When should I use Custom Tabs vs WebView?

The WebView is good solution if you are hosting your own content inside your app. If your app directs people to URLs outside your domain, we recommend that you use Custom Tabs for these reasons:

- Support for the same web platform features and capabilities as the browsers.
- Simple to implement. No need to build code to manage requests, permission grants or cookie stores.
- Shared cookie jar and permissions model so users don't have to sign-in to sites they are already connected to, or re-grant permissions they have already granted.
bug

Most helpful comment

@AndrewDaws The Custom Tabs don't give us enough control to intercept and handle the authentication in the application. We need the authentication in order to call the Home Assistant API from outside the webview for sensors and other features of the application. It also wouldn't allow us to inject the App Configuration item in the side bar of the app because we wouldn't have access to the JS on the page.

All 4 comments

Duplicate of #151 #45 and #167 please do not create a new issue if you noticed that others were closed for the reasons given. There may be a solution but it was mentioned we do not want to add it to the app.
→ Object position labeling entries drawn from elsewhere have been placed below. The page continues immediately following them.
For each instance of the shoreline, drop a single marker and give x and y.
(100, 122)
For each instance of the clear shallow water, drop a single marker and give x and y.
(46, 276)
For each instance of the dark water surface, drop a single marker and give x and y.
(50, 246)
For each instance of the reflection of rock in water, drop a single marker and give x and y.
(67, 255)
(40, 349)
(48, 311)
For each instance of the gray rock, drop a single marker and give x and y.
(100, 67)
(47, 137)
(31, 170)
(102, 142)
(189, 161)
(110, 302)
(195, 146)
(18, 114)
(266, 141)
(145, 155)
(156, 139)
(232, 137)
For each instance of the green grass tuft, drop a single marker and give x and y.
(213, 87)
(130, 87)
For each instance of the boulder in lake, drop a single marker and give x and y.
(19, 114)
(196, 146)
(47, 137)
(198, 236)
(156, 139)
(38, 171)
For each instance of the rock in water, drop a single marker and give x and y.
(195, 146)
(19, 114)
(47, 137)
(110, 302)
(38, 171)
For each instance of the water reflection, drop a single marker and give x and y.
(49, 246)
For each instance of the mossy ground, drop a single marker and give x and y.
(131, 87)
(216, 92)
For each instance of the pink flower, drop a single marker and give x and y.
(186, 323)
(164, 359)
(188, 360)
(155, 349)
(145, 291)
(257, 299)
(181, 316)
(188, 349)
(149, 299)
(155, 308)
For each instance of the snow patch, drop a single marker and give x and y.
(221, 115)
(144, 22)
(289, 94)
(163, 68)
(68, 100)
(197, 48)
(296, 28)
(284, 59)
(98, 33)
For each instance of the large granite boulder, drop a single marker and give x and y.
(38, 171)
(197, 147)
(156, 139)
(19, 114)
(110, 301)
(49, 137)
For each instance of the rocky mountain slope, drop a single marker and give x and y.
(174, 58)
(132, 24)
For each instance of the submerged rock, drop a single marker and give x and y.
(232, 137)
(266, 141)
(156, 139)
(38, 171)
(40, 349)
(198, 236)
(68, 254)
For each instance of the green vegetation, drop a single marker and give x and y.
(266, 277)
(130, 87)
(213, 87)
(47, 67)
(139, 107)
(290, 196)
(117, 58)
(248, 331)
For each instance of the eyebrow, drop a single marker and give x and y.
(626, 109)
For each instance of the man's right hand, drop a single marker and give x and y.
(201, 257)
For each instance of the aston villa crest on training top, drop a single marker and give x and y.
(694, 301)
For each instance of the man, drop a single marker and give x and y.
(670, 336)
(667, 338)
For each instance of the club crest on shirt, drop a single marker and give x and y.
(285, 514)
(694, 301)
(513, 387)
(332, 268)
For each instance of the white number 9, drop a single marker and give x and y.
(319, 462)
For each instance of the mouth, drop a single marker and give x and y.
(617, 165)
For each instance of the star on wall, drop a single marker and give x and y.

https://github.com/home-assistant/android/issues/151#issuecomment-565689890
https://github.com/home-assistant/android/issues/45#issuecomment-565689908
https://github.com/home-assistant/android/issues/167#issuecomment-566918860

@dshokouhi I apologize for opening a duplicate issue, I do not know exactly how to bring attention to older closed issues. Especially when the reasons provided by @balloob were related to WebView, not Custom Tabs.

Are there reasons for needing to use WebView specifically when Android and most major browsers have supported Custom Tabs for awhile at this point?

@AndrewDaws The Custom Tabs don't give us enough control to intercept and handle the authentication in the application. We need the authentication in order to call the Home Assistant API from outside the webview for sensors and other features of the application. It also wouldn't allow us to inject the App Configuration item in the side bar of the app because we wouldn't have access to the JS on the page.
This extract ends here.